Many South Asian-focused newspapers feature coverage of the bee each season, from the season launch through the national finals. In light of the successes of South Asian-American students when it comes to spelling contests, the Bee has gained recognition for its role in promoting academic talent. In 2008, the Bee was noted by BBC News as an emerging platform geared specifically towards this audience.
In 2010, the Bee was recognized by the Wall Street Journal as a leading academic contest for South Asian-American youth.

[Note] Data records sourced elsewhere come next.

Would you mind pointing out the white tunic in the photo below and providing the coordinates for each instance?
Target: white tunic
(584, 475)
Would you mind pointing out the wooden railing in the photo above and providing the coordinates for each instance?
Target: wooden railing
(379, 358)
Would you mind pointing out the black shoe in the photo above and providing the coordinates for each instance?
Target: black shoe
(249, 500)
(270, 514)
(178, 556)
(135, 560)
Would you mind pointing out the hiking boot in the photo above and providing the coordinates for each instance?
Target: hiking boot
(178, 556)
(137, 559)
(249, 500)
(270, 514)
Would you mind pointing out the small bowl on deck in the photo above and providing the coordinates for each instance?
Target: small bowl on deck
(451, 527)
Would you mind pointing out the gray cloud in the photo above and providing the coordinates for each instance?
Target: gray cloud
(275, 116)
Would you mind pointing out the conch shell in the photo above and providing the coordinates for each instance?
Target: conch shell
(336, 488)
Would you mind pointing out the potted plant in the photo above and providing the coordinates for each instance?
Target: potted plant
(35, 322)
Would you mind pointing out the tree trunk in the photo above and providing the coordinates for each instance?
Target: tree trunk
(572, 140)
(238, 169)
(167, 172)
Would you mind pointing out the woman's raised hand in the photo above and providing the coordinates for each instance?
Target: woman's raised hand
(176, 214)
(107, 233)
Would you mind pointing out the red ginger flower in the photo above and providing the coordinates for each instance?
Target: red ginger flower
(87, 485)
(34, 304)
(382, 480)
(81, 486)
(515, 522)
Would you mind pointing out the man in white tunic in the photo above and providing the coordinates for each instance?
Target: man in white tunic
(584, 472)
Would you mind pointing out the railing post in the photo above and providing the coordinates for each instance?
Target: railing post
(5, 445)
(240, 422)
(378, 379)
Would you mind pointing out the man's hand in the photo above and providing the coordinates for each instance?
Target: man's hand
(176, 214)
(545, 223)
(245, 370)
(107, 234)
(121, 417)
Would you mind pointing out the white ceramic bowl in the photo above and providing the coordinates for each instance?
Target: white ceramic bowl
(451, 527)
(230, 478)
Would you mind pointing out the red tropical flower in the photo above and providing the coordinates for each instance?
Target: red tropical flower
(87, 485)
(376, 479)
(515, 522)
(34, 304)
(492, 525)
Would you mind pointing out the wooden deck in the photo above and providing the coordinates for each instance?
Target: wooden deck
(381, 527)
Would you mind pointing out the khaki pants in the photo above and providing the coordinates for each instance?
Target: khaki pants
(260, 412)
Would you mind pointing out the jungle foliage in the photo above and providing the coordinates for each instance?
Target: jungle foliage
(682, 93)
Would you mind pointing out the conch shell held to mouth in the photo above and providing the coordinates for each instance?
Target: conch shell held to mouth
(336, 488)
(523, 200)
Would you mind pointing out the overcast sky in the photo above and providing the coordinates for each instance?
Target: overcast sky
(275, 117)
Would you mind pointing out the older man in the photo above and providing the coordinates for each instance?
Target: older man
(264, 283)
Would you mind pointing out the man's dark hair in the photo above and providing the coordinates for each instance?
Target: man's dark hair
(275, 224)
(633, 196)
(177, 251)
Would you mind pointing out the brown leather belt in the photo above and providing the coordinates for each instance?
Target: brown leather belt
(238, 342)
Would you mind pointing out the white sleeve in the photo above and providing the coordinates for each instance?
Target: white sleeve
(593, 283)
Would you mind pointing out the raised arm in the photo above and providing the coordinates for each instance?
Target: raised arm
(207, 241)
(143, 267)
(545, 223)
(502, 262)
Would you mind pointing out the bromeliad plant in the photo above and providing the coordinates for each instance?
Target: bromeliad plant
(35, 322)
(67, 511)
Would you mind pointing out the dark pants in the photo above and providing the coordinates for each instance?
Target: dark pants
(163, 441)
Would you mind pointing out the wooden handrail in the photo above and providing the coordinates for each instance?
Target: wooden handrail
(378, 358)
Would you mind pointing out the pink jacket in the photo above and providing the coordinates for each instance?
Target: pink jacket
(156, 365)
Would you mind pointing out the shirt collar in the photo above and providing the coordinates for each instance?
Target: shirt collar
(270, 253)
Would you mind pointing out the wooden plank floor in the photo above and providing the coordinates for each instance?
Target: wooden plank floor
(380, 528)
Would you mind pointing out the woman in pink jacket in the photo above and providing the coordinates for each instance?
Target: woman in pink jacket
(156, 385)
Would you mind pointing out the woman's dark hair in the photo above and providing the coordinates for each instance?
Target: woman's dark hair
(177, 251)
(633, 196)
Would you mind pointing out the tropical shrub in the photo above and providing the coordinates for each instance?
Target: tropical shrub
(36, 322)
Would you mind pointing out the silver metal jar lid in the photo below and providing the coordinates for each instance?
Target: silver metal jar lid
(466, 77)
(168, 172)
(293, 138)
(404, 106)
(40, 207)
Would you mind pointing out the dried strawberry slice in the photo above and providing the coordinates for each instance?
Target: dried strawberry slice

==Previous National Champions (since 2011)==

=== 2020 ===
The 2020 South Asian Spelling Bee was held online and was won by Aaron Chang with the word "sigloi". Aaron was the first champion of the South Asian Spelling Bee who wasn't of South Asian descent, as well as the first champion never to have won a South Asian Spelling Bee regional.

=== 2019 ===
The 2019 South Asian Spelling Bee champion, Navneeth Murali, took the first ever appeal win on the word "flype". Though he initially spelled the word as "flipe", it was accepted after some deliberation due to the fact that "flipe" is actually a separately listed variant of "flype". Navneeth went on to win the 2020 SpellPundit Online Spelling Bee, and also won many other major spelling bees, such as the North South Foundation Bee and the NASCC competition.

=== 2018 ===
2018 reduced to 6 regionals, the current five plus Chicago, and added 12 wild-card participants as well, many of whom did extremely well. Sohum Sukhatankar of Dallas became the first speller ever to win the South Asian Spelling Bee in their first-ever appearance, taking the title with "dasyuridae". He went on to become one of the "octochamps" of the 2019 Scripps National Spelling Bee.

=== 2017 ===
2017 saw the first reduction in scope, to 8 regionals, and also experienced a drop-out epidemic, with many regional champions and runners-up not attending nationals; however, the strongest contenders came, and Sravanth Malla of Haverstraw, New York won on "chytridiales"; he finished 6th in the 2018 Scripps National Spelling Bee.

=== 2016 ===
In 2016, the largest year for South Asian Spelling Bee nationals to date with 26 spellers, including most of the greatest of the time, Siyona Mishra of Orlando, Florida, who had previously placed 9th in Scripps, was the champion on "zubrowka".

=== 2015 ===
6th grader Shourav Dasari from Spring, Texas was the champion in 2015 with the winning word "psocoptera" (he went on to win the North South Foundation Senior Spelling Bee in the same year).

=== 2014 ===
In 2014, Gokul Venkatachalam from Chesterfield, Missouri won on the word "becquerel"; he placed 3rd at Scripps earlier that year and tied for 1st place at the 2015 Scripps National Spelling Bee, which saw co-champions for the second year in a row. Vanya Shivashankar of Olathe, Kansas, the other champion, tied for runner up at SASB behind Gokul in 2014.

=== 2013 ===
Sriram Hathwar of Painted Post, NY, won the 2013 bee on "phorminx." Sriram had previously done well in the Scripps Bee as well, placing 6th in 2011, 3rd in 2013, and becoming co-champion of the 2014 Scripps National Spelling Bee (along with Ansun Sujoe). They were the first co-champs in 52 years. Sriram also competed at Scripps in 2008 (as a second grader) and 2009.

=== 2012 ===
Syamantak Payra of Clear Creek, Texas was crowned the 2012 champion on the word "dghaisa." Payra went on to the place 7th and 37th in the 2013 and 2014 Scripps National Spelling Bee(s), respectively.

=== 2011 ===
In 2011, Narahari Bharadwaj of Plano, Texas won the bee on the word "schindylesis." Bharadwaj placed 14th in the 2011 Scripps National Spelling Bee.